Our Roots
In 2024, the National Energy Research Scientific Computing Center (NERSC) celebrates 50 years of accelerating scientific discovery for the DOE Office of Science (SC).
Launched in 1974 as a computing resource for fusion energy research at Lawrence Livermore National Laboratory, NERSC quickly expanded its role to include users from all SC program offices.
In 1996, the center moved to Lawrence Berkeley National Laboratory.
Today, its almost 10,000 users make NERSC one of the most scientifically productive high performance computing (HPC) centers in the world: NERSC users produce an average of 2,500 referred publications annually. In addition, over the years, the center has been associated with six Nobel Prize-winning scientists or their teams.
NERSC places a premium on delivering cutting-edge technology at scale and making it highly usable and productive as the mission HPC center for the DOE Office of Science. As a unique resource, the center has been a leader in fielding next-generation supercomputing systems like the Cray T3E-900, the IBM SP POWER 3, IBM POWER 5+, and the Cray XT4. NERSC’s recent supercomputers were the first of their kind: Edison, a Cray XC30, included the first two cabinets of its line developed by Cray and DARPA; and Cori, a Cray XC40, is the first and largest system with Intel Xeon Phi “Knights Landing” processors, debuting as the 5th most powerful supercomputer in the world in 2016. In addition to its computing capabilities, Cori was the first large system to deploy an all-FLASH “burst buffer” that provided a world-best 1.7 TB/sec file system bandwidth when it was introduced. Perlmutter, a Cray Shasta system featuring both CPU and GPU/CPU nodes, was installed in two phases starting in 2020 when it debuted as No. 5 in the Top500 list of the world's fastest supercomputers.
NERSC is also a large-scale data analysis and storage center: there is a net data flow into the center. Its tape archive, currently based on the High Performance Storage System (HPSS) technology, holds 200 PBs of data, some of which dates back to the first days of the center in the 1980s. NERSC is also unique among DOE National Laboratory computing centers in that it has never deleted scientific data from its archive. The center currently hosts datasets of more than 5PB each in climate science, genomics, nuclear physics, and from light source facilities, cosmic microwave background studies, and several neutrino and high-energy physics experiments. To help scientists address their growing data needs, NERSC created a Data Department in 2015 and has developed a vigorous program supporting deep learning for science. The center maintains state-of-the-art external networking capabilities – provided by ESnet – to help scientists move data to the center for analysis and archiving. NERSC has a long history of supporting data-driven science; many high-energy and nuclear physics teams have used NERSC data systems and the PDSF cluster and for their analyses. NERSC also maintains a close collaboration with DOE’s Joint Genome Institute, which conducts high-throughput DNA sequencing, synthesis, and analysis in support of BER’s bioenergy and environmental missions.
To ensure that scientists, whose expertise in HPC ranges from world-class to first-year graduate students, are as productive as possible, NERSC puts a lot of effort into creating systems that are highly available while offering expert consulting and performance optimization support from a team largely drawn from the scientific community itself.
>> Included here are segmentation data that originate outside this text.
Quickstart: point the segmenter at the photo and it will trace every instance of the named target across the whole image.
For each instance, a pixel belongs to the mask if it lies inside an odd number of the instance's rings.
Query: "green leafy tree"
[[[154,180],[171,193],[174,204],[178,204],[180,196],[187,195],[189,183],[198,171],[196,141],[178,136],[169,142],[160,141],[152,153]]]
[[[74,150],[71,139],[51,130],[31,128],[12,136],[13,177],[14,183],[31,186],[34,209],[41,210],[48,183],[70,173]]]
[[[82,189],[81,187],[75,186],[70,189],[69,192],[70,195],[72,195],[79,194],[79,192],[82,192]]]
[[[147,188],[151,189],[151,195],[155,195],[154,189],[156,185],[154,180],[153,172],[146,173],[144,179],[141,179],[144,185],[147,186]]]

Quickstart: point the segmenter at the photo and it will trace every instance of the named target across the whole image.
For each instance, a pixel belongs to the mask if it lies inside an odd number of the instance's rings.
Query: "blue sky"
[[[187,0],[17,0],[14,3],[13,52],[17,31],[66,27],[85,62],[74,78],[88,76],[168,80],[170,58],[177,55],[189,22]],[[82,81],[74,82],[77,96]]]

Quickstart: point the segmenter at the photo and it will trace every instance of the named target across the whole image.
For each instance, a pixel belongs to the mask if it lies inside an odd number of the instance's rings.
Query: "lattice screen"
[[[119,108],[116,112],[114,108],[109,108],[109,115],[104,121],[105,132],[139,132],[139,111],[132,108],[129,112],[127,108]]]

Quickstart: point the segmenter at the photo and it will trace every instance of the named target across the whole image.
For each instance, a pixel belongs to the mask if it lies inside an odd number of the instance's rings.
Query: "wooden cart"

Among its innovations were using web technologies to expose job-level detail to users in the early 2000s, pioneering science gateways, developing the “Shifter” container technology for HPC, and recently enabling machine learning, data analytics software, and workflow frameworks at scale.
In 1978 NERSC developed CTSS, the Cray Time Sharing System, to allow a remote user interface to its Cray 1 supercomputer. The center was the first to checkpoint a full distributed-memory supercomputer (its Cray T3E) in 1997, and it launched the DOE INCITE program in 2003.